# Breakthrough!



## Lola (Nov 16, 2014)

So for the last couple of practice sessions I have had I have been focusing on a solo and I can finally after about 3 years of playing it, play it up to speed.

I reduced the song to 50% speed and then 75% and then went for full speed. 

I can finally play the whole song which seems like it has been alluding me forever! It's not perfect but pretty damned close. 

This is just friggin' monumental for me!!

I never thought that I would be able to ever play this all the way through. I am glad I didn't give up. It gives me more confidence to try new things.

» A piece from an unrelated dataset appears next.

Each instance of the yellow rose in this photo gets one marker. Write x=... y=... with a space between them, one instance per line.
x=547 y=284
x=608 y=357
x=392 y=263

I forgot to tell you what song it is. It's, You Shook Me All Night Long!


----------



## sambonee (Dec 20, 2007)

Now master the chicken shuffle like chuck and angus.


----------



## Guest (May 14, 2017)

Without you posting the audio / video of this I consider your claim fake news.


----------



## StratCat (Dec 30, 2013)

Believing is seeing. Way to go Lola.


----------



## Lola (Nov 16, 2014)

I don't know how to post an audio recording but if I can conquer this song I can do anything I put my mind to. I shall not be a technotard any longer. I will ask my son to help how to do this! You will see! Lol


----------



## Guest (May 14, 2017)

Lola said:


> I don't know how to post an audio recording but if I can conquer this song I can do anything I put my mind to. I shall not be a technotard any longer. I will ask my son to help how to do this! You will see! Lol


Can't wait!


----------



## Dorian2 (Jun 9, 2015)

Congrats Lola. That's a huge mountain for any beginning guitarist. Can't really be considered a beginner anymore.....so on to the next step for you now!!


----------